Todavía es la hora de los maniqueos
Todavía es la hora de los maniqueos. Para Jacques Chirac y los duros de su Gobierno, Francia se enfrenta a un movimiento de indiscutible perfil político, destinado a derribar el paciente trabajo realizado por la mayoría conservadora para enderezar la economía francesa, debilitada por la gestión socialista. Los agentes de este movimiento son, naturalmente, los comunistas, a través de su brazo sindical, la CGT. Para la CGT, este movimiento huelguístico es la expresión de protesta de la clase obrera ante la pérdida de capacidad adquisitiva experimentada, primero con la gestión derechista de la economía realizada por los socialistas desde 1982 y, luego por la intensificación neoliberal de esta gestión antiobrera.Jacques Chirac, por un lado y el Partido Comunista por el otro, parecen sentirse a gusto en el maniqueísmo. Ambos coinciden en señalarse mutuamente y en en responsabilizar a los socialistas del origen de la actual situación. Según la derecha, el Gobierno se ha visto obligado a pedir un esfuerzo a la población para remontar el bache en que quedó sumida la economía francesa a resultas de la gestión socialista, del primer gobierno de Pierre Mauroy. Según los comunistas, la responsabilidad de la política de contención salarial es de los socialistas a partir de 1983, del propio presidente de la República -que apoya a Chirac en esta cuestión- y obviamente, del Gobierno conservador.
Pero no todas las voces del espectro político francés se ajustan a estos dos registros tan limitados como coincidentes. En la UDF (Unión para la Democracia Francesa), no han faltado quienes han pedido una mayor adaptación a las necesidades de diálogo y de concertación con los trabajadores. El propio ex primer ministro Raymond Barre, que apoya sin reservas la política de contención del Gobierno, ha expresado sus distancias respecto a los ultraliberales, que desean transformar la sociedad francesa por decreto ley y que revelan una visión doctrinaria de los problemas económicos y sociales.Más a la izquierda, en las filas socialistas, las cosas no son muy distintas. Para el PS y para Mitterrand, el Gobierno ha actuado con un exceso de prepotencia y con suficiente torpeza como para permitir que la situación se deteriore hasta el punto actual.
La locomotora del movimiento han sido, precisamente, los maquinistas de ferrocarriles, cuyas reivindicaciones tenían un carácter más profesional que político y no se centraban, en lo sustancial, en la ruptura del techo salarial impuesto por el Gobierno, como es la pretensión de la CGT. Todo un arco de fuerzas políticas y sindicales, desde el interior del Gobierno hasta la oposición socialista, no termina de comprender cómo un movimiento de este tipo ha derivado en una huelga de largo aliento hasta caer en manos de quienes ponen en cuestión una política económica que finaImente es objeto de un amplio consenso.
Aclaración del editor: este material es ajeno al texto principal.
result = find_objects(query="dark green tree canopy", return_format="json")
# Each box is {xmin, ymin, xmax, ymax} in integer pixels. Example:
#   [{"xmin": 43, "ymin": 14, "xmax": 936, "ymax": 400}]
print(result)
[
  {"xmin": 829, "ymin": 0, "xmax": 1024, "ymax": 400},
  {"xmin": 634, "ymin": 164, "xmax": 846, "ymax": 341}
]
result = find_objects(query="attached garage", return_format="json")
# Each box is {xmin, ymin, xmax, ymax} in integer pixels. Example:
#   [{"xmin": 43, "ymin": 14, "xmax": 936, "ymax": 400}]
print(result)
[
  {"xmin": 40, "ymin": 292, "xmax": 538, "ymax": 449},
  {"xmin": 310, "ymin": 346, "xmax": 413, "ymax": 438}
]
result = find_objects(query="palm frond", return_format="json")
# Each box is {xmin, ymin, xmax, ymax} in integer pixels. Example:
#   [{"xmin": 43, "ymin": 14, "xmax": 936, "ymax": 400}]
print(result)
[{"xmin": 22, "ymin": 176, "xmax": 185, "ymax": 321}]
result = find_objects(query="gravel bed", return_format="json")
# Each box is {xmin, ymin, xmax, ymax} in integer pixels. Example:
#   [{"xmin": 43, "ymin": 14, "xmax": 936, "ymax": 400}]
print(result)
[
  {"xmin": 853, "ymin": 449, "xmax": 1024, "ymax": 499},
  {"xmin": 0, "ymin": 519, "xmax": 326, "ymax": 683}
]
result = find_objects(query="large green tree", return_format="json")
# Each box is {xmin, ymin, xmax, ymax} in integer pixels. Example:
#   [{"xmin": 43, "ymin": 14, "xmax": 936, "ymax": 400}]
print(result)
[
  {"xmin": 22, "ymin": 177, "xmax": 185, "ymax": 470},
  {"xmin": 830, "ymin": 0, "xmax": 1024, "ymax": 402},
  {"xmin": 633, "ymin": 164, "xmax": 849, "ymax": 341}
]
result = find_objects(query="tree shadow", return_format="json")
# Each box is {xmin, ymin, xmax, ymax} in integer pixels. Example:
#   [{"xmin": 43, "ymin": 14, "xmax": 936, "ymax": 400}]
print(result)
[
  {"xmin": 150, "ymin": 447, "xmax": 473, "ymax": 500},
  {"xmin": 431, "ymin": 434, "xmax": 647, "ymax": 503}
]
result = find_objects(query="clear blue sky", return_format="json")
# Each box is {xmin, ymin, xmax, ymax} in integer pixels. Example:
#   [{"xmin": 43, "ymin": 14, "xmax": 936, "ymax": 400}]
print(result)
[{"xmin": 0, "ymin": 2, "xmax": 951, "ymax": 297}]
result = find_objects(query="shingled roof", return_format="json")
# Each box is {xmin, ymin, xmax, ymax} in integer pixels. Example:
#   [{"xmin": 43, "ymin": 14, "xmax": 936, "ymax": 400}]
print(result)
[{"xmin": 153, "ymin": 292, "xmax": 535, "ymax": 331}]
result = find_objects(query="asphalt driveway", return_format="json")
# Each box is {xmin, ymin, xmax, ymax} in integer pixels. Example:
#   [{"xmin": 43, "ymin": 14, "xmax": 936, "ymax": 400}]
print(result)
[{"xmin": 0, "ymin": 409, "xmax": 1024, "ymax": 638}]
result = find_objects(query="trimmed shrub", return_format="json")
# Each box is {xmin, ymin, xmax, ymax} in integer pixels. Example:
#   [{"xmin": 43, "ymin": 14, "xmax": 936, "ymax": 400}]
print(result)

La única explicación la proporciona, seguramente, el inventario de beneficios que aporta el maniqueísmo a sus fieles. Para Chirac, el planteamiento de una huelga en términos de mayor salario para los que tienen trabajo frente a la austeridad y a la posibilidad de creación de empleos es casi la posibilidad de una partida de antemano. Los perdedores no tienen por qué ser quienes se sientan frente a él, sino muy al contrario, los socialistas, a quienes todos acuerdan que hay que achacar las culpas del actual deterioro. El silencio político del Partido Socialista en este conflicto, únicamente moteado por vacías declaraciones de algunos dirigentes, o por el apoyo de Mitterrand a la lucha contra la inflación, no contribuye en nada a cambiar las cosas. El gran perdedor puede ser el Partido Socialista.
Para la CGT, disminuída en su fuerza sindical y en su capacidad de movilización, y para el PC ésta es, en cambio, incluso en caso de una amplia derrota, una ocasión para levantar cabeza aunque sólo sea a efectos de afiliación sindical y de elecciones. Entre otras razones, porque para los maniqueos, la culpa es siempre ajena.